Se você não tem esse perfil de individualismo, de ser melhor do que o outro, competir contra alguém acaba agredindo a sua índole. Escolhi um esporte coletivo porque é a forma como gosto de trabalhar, mas em grande parte da minha vida tive de competir individualmente com outra pessoa. E tinha atitudes comportamentais que me agrediam. Se o time da Hortência vencesse, eu interpretava que ela era a ganhadora e eu a perdedora. Eu não dividia coletivamente nem a derrota nem a vitória. Uma das causas da grande demora da seleção em conquistar títulos foi porque eu e ela não conseguíamos separar isso quando estávamos ali. Cada uma carregava a camisa do clube, a sua estrutura psicológica.
 

ISTOÉ

As mulheres ainda sofrem discriminação no esporte?
 

Magic Paula

O esporte é bem machista ainda.

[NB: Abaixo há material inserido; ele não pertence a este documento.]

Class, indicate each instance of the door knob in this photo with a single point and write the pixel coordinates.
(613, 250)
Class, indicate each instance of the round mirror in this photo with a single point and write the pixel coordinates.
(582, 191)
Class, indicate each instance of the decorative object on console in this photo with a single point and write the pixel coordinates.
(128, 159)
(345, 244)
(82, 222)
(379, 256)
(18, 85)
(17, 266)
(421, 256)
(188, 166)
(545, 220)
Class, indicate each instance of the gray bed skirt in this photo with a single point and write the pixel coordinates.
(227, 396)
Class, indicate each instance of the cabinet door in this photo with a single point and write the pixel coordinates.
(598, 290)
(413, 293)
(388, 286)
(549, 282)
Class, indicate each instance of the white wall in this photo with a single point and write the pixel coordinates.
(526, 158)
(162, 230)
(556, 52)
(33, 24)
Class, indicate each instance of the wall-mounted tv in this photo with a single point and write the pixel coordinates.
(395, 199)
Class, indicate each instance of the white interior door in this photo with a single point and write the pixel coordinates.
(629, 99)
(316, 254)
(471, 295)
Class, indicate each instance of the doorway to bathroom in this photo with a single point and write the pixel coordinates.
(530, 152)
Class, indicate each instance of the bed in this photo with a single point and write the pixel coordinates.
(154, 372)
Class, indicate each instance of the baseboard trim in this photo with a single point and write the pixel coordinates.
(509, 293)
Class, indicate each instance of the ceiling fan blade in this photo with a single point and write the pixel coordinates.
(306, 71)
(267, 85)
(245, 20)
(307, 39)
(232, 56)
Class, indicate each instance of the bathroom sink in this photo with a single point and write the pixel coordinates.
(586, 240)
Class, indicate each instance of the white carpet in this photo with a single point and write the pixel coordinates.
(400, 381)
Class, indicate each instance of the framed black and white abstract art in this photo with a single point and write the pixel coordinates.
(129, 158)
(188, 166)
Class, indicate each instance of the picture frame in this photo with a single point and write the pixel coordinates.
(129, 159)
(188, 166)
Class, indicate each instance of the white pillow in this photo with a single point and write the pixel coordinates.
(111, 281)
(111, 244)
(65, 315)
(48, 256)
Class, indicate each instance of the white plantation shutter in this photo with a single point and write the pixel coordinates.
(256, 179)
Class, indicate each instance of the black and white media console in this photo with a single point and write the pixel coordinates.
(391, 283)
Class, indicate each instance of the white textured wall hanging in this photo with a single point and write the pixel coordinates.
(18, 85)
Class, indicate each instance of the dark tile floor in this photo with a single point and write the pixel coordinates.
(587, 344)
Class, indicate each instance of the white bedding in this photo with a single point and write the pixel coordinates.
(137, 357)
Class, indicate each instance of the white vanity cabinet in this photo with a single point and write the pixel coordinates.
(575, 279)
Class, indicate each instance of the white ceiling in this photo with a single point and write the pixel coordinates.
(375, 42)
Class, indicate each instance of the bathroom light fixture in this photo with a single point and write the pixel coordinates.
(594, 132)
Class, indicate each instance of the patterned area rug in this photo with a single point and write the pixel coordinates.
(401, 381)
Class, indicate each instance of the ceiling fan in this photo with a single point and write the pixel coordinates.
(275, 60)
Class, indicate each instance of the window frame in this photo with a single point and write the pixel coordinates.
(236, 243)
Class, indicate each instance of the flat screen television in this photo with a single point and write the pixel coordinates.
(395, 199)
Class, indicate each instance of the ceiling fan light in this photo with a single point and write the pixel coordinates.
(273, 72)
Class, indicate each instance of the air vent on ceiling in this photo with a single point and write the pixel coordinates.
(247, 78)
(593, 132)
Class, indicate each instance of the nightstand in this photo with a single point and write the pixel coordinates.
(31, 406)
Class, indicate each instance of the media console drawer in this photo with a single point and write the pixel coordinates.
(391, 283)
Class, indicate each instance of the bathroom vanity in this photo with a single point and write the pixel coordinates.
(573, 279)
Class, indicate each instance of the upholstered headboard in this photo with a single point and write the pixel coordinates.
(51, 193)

O nosso time de basquete feminino, quando chegou a Atlanta (1996) para a Olimpíada, teve de arranjar uma costureira brasileira para ajustar o uniforme, porque ele era o mesmo do masculino. Mas acho ridículo ver uma atleta se maquiando, passando batom para competir. Isso não irá fazê-la mais feminina. Pensar assim é retrógrado. Não é necessário que ela prove que é mulher no esporte.